Thomson Hoe

Sport
- Country: Malaysia
- Sport: Karate
- Event: Team kata

Medal record
Men's karate
Representing Malaysia
World Championships
| Bronze medal – third place | 2014 Bremen | Team kata |
Asian Championships
| Silver medal – second place | 2015 Yokohama | Team kata |
| Silver medal – second place | 2018 Amman | Team kata |
| Silver medal – second place | 2019 Tashkent | Team kata |
| Bronze medal – third place | 2017 Astana | Team kata |
Southeast Asian Games
| Gold medal – first place | 2017 Kuala Lumpur | Team kata |
| Gold medal – first place | 2019 Philippines | Team kata |
| Bronze medal – third place | 2021 Hanoi | Team kata |

= Thomson Hoe =

Malaysian karateka

Thomson Hoe is a Malaysian karateka. He is a two-time gold medalist in the men's team kata event at the Southeast Asian Games and a three-time silver medalist in this event at the Asian Karate Championships. He is also a bronze medalist at the World Karate Championships.

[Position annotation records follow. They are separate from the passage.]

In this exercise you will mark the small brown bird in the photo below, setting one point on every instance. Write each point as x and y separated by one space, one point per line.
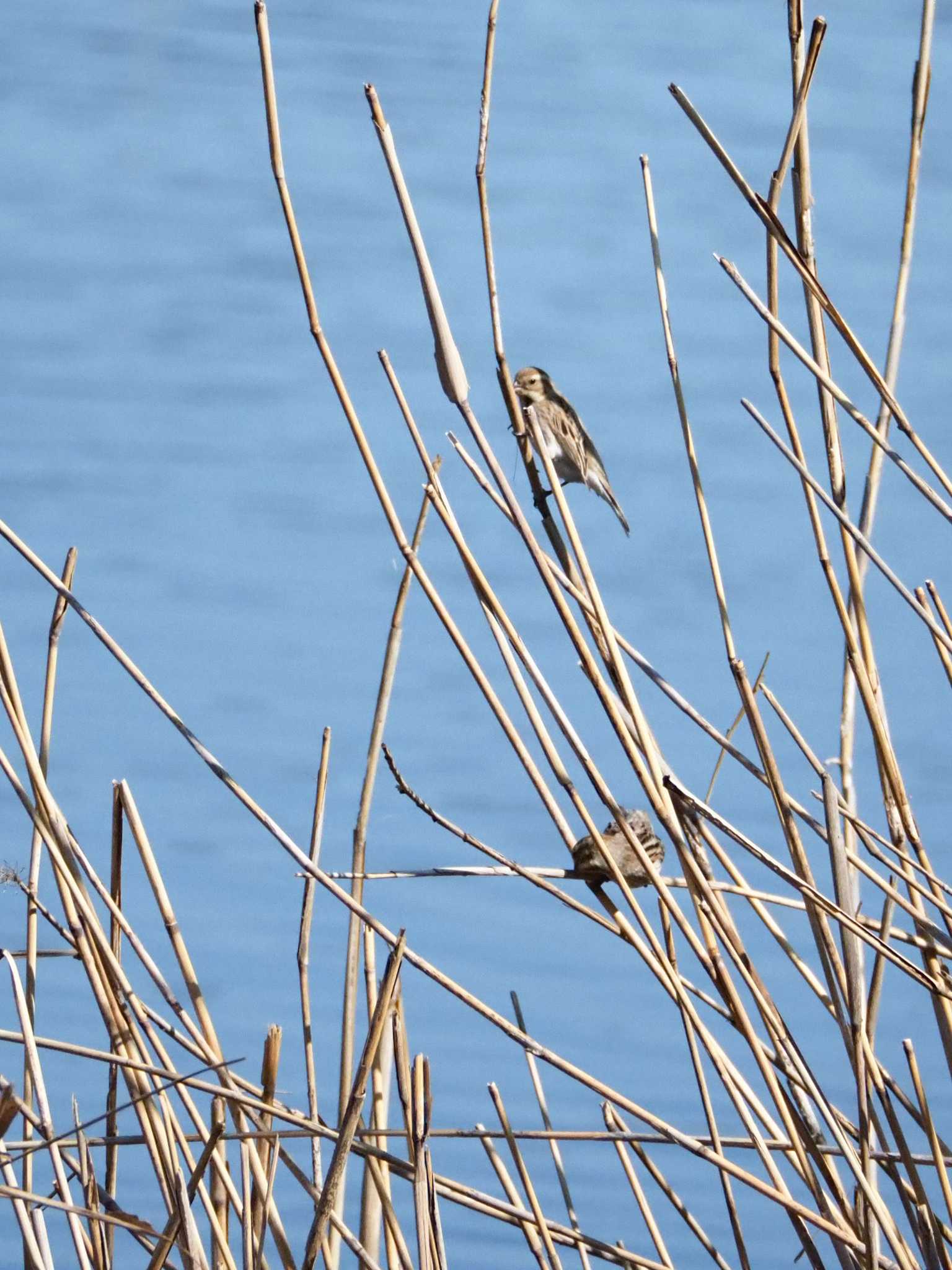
569 446
591 865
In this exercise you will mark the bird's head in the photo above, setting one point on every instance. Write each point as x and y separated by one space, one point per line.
532 384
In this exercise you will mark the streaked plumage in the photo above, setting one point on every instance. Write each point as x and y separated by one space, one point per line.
570 447
591 865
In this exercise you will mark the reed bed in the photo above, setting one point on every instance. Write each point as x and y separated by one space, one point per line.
856 911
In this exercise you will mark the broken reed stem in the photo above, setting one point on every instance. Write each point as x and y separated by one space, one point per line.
304 951
391 657
547 1122
352 1112
683 413
36 855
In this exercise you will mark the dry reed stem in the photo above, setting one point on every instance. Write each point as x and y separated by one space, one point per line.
512 1194
420 963
641 662
304 950
894 349
46 1124
537 1088
640 1198
540 495
172 1227
551 1255
774 226
35 850
662 1181
359 840
920 486
348 1122
707 533
270 1080
930 1126
715 922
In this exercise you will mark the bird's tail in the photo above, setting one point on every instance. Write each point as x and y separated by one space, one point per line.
604 491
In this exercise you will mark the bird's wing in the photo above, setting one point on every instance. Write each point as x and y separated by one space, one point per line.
568 429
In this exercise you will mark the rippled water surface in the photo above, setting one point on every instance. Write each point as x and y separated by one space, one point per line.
165 411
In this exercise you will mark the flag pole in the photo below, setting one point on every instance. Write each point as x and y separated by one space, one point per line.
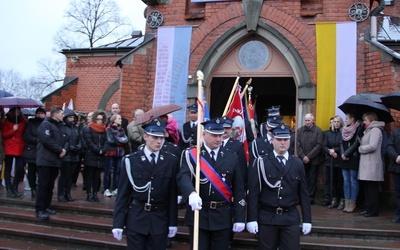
200 78
245 88
231 95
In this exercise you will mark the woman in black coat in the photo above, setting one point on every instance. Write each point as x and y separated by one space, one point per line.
393 151
30 137
95 140
71 158
351 135
333 177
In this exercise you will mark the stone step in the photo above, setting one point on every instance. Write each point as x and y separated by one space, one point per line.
87 225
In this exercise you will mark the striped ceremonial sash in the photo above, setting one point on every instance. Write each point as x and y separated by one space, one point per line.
212 176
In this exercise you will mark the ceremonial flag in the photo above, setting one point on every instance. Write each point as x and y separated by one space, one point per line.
202 102
71 104
250 112
336 68
236 114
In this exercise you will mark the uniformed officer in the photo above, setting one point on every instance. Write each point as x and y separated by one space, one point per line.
263 145
219 168
189 129
234 145
277 185
147 193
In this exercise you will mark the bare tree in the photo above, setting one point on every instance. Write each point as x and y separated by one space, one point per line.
34 87
90 22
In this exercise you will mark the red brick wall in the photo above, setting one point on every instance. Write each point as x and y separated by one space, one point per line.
95 75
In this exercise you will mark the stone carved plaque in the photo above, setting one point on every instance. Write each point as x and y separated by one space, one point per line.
253 55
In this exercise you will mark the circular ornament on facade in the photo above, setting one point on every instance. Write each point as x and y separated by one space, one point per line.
253 55
358 12
154 19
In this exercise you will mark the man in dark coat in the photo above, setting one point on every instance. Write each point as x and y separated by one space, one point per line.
309 144
263 145
146 203
234 146
276 185
31 139
189 129
220 168
71 158
50 151
393 151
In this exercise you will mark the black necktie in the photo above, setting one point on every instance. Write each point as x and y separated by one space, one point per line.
281 160
153 161
212 154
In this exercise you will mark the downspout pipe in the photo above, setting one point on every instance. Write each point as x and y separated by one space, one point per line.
374 40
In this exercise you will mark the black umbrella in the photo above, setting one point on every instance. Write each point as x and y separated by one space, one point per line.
358 107
367 96
4 93
392 100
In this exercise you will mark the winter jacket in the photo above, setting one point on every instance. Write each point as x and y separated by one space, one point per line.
309 143
116 139
51 143
332 139
13 141
393 151
31 138
95 142
371 165
74 138
350 150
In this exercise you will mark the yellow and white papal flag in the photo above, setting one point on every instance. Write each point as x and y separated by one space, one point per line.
336 68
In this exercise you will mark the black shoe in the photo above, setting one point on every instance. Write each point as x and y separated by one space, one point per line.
15 194
395 220
42 215
33 193
89 197
169 243
49 211
69 198
61 198
95 198
371 215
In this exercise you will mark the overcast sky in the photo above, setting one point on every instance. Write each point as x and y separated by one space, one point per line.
28 27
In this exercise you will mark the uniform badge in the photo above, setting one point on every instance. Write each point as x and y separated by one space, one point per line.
223 176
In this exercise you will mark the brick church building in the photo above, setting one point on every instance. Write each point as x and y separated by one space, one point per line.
278 39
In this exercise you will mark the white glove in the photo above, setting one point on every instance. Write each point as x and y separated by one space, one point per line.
117 233
179 199
306 228
238 227
252 227
195 201
172 231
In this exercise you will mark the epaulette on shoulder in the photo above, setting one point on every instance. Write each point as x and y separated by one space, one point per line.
132 154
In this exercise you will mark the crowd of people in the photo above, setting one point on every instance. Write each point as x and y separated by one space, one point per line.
150 169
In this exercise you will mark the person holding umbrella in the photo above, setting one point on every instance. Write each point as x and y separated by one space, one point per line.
351 135
333 184
31 139
371 169
14 144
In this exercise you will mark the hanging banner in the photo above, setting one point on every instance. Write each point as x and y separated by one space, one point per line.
336 68
173 51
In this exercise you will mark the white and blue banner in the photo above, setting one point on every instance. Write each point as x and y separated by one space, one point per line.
173 52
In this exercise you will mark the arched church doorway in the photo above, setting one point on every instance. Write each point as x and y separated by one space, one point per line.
267 92
279 75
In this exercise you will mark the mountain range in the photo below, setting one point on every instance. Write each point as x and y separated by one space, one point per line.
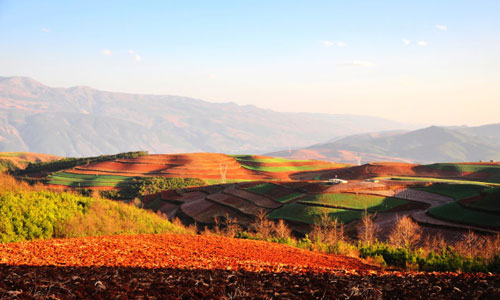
81 121
427 145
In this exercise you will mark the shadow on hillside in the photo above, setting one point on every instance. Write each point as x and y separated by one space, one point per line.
41 282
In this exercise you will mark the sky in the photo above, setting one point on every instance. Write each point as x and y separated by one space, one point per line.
422 62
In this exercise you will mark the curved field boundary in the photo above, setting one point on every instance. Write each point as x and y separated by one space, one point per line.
309 214
237 203
204 211
254 198
423 218
354 202
422 196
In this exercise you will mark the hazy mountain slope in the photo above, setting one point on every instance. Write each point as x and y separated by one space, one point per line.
432 144
83 121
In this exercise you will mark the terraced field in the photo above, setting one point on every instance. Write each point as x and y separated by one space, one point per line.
212 167
352 201
457 213
461 210
22 159
308 214
87 180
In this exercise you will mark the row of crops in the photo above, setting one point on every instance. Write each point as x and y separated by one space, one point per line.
492 169
260 164
306 208
88 180
485 212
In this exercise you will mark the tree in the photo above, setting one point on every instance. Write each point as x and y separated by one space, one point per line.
368 229
406 234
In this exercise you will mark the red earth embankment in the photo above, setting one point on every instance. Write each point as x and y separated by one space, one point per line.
207 267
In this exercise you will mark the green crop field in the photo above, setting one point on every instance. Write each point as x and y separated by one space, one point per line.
87 180
431 179
310 214
262 188
288 168
10 154
249 161
465 167
219 181
454 212
491 202
456 191
289 197
352 201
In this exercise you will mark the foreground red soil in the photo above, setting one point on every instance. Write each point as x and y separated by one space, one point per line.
206 267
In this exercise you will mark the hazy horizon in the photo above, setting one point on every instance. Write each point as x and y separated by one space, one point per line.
421 63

He also won one of the bronze medals in this event at the 2017 Asian Karate Championships.

At the 2019 Southeast Asian Games he won the gold medal in the men's team kata event, alongside Emmanuel Leong and Ivan Oh. He is coached by Ku Jin Keat who won the gold medal in the men's kata event at the 2010 Asian Games.